"R U Sad" - Plaid CTF 2019
by holocircuit
Writeup for R U Sad, a challenge from Plaid 2019.
The challenge
We’re given some Python code that generates an RSA key. It stores them as attributes of the class. Here’s what it generates:
N, e -> the public parameters
P, Q -> the factorisation of N (private key)
D -> the decryption key
DmP1, DmQ1 -> the decryption key mod P^{-1} and Q^{-1}
iQmP, iPmQ -> the inverses of Q mod P and P mod Q respectively
The last two pieces here aren’t required for RSA decryption itself, but prestoring them speeds up the process.

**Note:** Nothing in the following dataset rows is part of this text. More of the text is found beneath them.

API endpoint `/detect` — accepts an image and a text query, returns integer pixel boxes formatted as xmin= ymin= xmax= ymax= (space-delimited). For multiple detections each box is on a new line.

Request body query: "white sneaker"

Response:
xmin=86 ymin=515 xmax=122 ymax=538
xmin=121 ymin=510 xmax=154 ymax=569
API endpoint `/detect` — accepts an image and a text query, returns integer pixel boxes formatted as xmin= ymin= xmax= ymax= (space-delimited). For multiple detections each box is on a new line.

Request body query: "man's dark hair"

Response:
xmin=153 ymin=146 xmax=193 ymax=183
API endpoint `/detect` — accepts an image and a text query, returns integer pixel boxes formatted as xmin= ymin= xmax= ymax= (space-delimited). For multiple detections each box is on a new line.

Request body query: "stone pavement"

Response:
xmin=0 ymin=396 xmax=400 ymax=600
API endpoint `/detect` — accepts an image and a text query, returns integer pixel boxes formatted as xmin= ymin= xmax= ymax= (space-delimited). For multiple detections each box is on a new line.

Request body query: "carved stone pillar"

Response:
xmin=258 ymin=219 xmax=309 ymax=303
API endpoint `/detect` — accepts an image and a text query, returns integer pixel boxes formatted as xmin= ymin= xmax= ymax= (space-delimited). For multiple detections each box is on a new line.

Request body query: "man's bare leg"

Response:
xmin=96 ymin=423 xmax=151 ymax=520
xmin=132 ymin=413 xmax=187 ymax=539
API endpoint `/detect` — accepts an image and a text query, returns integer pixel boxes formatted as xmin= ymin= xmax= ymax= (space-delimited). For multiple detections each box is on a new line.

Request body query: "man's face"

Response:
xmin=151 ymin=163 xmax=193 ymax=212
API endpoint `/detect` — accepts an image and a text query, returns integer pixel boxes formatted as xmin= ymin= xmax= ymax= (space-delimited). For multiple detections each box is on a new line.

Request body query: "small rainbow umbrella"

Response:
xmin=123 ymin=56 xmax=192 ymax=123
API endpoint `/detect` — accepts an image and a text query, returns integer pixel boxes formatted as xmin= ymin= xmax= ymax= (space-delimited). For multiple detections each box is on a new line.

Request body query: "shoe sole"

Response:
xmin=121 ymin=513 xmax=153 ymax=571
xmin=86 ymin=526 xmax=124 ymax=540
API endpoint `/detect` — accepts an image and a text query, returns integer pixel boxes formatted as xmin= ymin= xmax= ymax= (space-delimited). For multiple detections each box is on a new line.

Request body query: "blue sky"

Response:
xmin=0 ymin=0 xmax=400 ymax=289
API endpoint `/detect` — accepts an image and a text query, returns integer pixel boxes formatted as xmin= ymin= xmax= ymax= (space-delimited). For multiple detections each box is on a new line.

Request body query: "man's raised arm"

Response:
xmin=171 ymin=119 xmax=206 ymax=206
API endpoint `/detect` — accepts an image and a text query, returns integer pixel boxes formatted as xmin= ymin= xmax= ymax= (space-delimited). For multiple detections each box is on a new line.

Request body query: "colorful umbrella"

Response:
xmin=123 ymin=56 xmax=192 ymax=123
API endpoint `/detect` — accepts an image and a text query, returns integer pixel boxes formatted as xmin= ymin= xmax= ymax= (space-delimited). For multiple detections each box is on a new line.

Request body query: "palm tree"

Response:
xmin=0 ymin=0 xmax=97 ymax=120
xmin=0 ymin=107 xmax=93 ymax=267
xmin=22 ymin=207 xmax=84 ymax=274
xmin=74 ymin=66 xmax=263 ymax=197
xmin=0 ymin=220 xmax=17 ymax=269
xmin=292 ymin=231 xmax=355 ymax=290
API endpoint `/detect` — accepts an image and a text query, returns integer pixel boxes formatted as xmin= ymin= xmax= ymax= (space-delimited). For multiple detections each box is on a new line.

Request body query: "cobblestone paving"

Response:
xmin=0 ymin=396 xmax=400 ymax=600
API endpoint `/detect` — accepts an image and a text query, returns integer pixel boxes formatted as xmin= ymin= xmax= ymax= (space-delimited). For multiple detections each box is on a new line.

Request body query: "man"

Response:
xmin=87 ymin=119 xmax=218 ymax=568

The function that generates the public key strips out things marked as PRIVATE_INFO
, but this forgets to include iQmP, iPmQ
! So maybe we can use that…
Solving it
Let’s say A = iPmQ, B = iQmP
.
That means that there are K, L
(which we don’t know), satisfying
A*P = K*Q + 1, 0 <= K < Q
B*Q = L*P + 1, 0 <= L < P
(by the definition of modular inverses).
Multiplying these relations together, we get
A*B*N = K*L*N + K*Q + L*P + 1
which gives
(A*B - K*L)*N = K*Q + L*P + 1
.
Because of the bounds on K
and L
, the right-hand side of this must be less than 2*N
, and we know it’s a multiple of N
because the left-hand side is.
So that tells us both sides are equal to N
, so we have
K*Q + L*P + 1 = A*P + B*Q + 1 = N
.
So we know
A*P + B*Q = N - 1
P*Q = N
and that’s enough to write some quadratic equations to solve for P, Q
, giving us the private key.
The flag was PCTF{Rub_your_hands_palm_to_palm_vigorously_for_at_least_20_seconds_to_remove_any_private_information}
.